Wednesday, 11 November 2009

Next Generation Government HR

 

   Jacquie Heany from the Cabinet Office quoted Gill Rider fom the Civil Service HR conference last week, suggesting that government departments face the leadership challenge of a generation.

“How will you know who to keep, and who to let go, in order to ensure you have the right skills for the future.  You need to get resourcing right, so HR needs to be geared up for this.  This requires HR to be more professional, better trained and able to manage the workforce.”

 

In the recession, demands increase and work gets more complex.  And there needs to be better collaboration across departmental boundaries {a bit like asking Tesco and Sainsburys to co-operate].  But they’re short of public sector budget.  So the Civil Service will shrink, and HR will shrink too (Civil Service HR currently has an HR to employee ratio of 1:49, although the best departments operate at a ratio of 1:70).  There’s a need to do more with less.

The good news is that HR has already moved from the Admin function  it was 5-10 years ago and is now something much more strategic.

 

Workforce analytics

Supporting this, HR has developed more robust management information – they now know more about who works in the Civil Service than they ever did before.  Jacquie doesn’t think they could do what they are undertaking, they wouldn’t be able to meet the challenge, if they didn’t know who their HR people are, and what they do.

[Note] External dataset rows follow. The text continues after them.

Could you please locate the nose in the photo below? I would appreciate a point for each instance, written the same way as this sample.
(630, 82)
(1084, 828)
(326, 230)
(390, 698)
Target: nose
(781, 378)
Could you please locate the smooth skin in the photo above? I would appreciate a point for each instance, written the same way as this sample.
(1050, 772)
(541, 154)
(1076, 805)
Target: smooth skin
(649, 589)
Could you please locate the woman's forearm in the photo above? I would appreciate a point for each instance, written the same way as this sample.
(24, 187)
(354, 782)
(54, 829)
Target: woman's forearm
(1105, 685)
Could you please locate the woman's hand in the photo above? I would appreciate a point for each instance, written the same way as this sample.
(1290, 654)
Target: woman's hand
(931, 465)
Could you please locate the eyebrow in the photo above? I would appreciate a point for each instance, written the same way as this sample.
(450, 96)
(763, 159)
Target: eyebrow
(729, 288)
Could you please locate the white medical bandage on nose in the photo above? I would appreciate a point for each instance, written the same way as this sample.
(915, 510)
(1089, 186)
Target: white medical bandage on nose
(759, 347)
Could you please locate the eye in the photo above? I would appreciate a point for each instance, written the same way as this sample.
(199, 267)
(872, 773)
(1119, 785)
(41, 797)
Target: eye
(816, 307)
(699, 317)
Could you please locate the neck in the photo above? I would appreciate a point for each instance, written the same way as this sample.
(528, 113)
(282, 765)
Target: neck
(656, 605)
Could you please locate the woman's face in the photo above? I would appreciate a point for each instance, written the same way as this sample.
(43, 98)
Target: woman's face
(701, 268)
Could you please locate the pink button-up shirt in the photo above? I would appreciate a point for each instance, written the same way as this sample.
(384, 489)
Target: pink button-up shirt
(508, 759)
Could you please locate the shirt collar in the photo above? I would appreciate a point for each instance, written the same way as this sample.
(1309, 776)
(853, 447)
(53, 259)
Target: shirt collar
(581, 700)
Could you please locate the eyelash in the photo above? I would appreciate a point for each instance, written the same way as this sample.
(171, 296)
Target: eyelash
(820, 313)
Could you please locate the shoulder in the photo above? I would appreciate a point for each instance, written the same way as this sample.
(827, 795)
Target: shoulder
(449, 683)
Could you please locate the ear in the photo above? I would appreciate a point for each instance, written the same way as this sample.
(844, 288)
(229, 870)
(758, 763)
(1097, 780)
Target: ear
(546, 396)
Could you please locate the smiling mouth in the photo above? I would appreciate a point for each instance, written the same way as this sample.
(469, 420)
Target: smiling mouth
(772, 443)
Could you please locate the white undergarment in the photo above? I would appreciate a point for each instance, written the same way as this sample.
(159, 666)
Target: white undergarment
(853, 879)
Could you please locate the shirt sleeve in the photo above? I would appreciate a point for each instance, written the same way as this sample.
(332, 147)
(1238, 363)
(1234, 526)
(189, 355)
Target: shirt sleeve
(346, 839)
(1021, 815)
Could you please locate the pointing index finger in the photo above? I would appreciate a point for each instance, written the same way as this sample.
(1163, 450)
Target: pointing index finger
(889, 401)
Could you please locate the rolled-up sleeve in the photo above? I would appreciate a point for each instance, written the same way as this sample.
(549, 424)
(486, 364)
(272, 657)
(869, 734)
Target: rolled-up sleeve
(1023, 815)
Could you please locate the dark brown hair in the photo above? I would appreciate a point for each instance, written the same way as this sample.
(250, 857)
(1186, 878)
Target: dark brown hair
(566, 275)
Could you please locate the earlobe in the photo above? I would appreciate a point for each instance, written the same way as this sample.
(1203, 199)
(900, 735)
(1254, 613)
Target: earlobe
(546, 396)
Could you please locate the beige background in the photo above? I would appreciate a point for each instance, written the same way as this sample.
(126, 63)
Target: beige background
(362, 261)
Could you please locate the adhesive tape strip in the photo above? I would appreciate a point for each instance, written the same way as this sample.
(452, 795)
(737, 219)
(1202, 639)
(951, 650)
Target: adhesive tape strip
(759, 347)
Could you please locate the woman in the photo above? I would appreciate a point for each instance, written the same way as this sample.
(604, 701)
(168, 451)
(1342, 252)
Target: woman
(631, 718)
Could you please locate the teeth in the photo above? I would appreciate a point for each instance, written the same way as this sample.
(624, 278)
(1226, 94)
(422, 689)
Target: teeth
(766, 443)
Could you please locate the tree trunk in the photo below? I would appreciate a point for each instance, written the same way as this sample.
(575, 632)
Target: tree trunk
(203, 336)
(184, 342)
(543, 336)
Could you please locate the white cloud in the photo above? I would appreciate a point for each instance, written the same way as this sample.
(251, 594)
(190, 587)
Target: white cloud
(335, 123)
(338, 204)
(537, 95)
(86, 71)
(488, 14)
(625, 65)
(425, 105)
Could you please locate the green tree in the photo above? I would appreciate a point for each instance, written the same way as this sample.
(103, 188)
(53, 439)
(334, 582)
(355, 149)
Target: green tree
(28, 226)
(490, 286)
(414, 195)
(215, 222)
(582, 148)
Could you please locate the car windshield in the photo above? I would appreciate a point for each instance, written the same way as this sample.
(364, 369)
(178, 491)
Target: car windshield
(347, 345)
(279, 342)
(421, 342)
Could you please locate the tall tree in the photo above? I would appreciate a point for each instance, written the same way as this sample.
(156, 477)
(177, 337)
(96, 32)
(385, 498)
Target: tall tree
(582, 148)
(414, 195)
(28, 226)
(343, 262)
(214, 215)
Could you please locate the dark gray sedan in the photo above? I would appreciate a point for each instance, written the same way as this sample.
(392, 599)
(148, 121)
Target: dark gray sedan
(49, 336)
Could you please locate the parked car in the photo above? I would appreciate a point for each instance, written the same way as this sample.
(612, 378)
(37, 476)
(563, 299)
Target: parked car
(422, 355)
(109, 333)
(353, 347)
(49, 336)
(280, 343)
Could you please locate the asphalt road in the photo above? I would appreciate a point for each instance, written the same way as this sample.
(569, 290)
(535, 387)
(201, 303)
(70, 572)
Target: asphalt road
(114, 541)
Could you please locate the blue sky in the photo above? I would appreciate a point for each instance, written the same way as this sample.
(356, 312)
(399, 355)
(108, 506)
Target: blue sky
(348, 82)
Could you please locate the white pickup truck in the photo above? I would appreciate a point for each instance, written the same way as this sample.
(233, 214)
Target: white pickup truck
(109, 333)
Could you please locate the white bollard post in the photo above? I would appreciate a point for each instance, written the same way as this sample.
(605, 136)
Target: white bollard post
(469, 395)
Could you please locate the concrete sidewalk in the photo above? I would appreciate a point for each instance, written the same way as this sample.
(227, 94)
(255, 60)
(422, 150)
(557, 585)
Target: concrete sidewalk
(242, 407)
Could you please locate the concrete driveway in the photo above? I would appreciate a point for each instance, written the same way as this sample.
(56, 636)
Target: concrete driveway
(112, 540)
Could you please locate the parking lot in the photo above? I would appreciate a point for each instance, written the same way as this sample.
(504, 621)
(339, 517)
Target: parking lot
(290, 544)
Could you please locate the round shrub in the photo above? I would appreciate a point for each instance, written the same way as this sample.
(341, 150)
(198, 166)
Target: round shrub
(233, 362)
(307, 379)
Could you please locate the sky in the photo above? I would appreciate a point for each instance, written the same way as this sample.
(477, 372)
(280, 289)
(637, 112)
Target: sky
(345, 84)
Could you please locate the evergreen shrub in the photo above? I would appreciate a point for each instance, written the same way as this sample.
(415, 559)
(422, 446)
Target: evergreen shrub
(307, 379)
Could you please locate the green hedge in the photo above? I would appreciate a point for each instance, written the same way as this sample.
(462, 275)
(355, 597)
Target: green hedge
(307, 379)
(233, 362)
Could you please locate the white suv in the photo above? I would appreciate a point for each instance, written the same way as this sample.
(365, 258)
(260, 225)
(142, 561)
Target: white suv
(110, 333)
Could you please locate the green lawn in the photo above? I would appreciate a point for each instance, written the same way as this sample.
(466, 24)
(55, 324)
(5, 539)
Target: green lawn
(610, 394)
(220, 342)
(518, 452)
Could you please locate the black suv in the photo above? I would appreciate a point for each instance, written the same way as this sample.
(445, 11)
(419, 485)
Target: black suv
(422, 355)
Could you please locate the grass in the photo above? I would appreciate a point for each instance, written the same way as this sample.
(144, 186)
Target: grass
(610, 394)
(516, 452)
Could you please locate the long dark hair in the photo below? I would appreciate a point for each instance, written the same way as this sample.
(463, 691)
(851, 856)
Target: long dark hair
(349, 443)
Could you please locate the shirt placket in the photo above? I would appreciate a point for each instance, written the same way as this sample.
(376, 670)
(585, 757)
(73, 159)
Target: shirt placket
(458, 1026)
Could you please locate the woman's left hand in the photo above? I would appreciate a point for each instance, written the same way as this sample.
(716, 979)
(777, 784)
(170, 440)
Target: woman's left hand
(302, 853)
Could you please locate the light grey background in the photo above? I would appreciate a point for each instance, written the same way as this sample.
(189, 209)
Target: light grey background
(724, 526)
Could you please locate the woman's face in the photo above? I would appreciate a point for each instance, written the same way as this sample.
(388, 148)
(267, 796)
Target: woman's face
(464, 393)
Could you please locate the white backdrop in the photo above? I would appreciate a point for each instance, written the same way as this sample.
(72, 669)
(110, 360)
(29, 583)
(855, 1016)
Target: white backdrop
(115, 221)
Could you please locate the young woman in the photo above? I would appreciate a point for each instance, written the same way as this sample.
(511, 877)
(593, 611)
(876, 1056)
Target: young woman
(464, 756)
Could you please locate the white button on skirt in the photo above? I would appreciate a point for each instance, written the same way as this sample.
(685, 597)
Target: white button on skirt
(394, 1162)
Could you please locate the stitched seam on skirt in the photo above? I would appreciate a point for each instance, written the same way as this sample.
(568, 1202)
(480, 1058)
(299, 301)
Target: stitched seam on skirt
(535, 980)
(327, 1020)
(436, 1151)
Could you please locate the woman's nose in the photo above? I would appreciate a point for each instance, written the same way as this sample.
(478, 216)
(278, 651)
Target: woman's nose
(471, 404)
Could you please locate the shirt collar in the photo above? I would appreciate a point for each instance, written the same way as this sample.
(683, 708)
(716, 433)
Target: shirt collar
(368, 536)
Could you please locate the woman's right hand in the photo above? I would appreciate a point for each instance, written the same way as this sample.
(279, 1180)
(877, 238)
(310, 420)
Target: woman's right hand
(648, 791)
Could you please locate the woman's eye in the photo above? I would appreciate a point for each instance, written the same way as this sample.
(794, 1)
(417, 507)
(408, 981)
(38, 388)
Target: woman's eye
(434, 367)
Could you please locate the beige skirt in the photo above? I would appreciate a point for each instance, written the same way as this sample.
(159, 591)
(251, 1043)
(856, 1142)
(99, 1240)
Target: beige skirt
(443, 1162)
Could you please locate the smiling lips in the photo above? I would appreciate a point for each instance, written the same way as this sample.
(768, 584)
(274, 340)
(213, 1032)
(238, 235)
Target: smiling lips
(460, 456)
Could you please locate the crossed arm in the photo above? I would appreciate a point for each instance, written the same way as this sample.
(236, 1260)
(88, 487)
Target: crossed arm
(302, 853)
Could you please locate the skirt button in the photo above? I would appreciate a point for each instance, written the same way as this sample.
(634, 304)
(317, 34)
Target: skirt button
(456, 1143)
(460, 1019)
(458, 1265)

They’re now able to do in-depth analysis of all Civil Service HR professionals – how they’re performing against set standards, what role they’re doing, their qualifications, their aspirations etc.  Before, they didn’t know if someone was planning to stay in the HR profession or if they were just passing through.

As part of this, their high potential leaders have been trained in the use of workforce analytics:

“Armed with calculators and aspirins they’ve learnt how to calculate supply and forecast demand”

 

These people now understand the benefits of an evidence based approach.

 

Next Generation HR

Civil Service HR professionals need business nous.  They need to understand how to tailor processes and to create policies that encourage flexibility and enable movement.  And they need to demonstrate the right behaviours (depth of experience makes someone good; attitudes and behaviours makes them great).

Of course, this requires that Jacquie and her team know what sort of Civil Service and what form of HR they’re building capability for.  So they’re taking an in=depth look at the needs for the future.

They need to “think creatively, out-of-the-box, to ensure the right HR capability for the future”.

 

So we’re back to imagination based HR again then?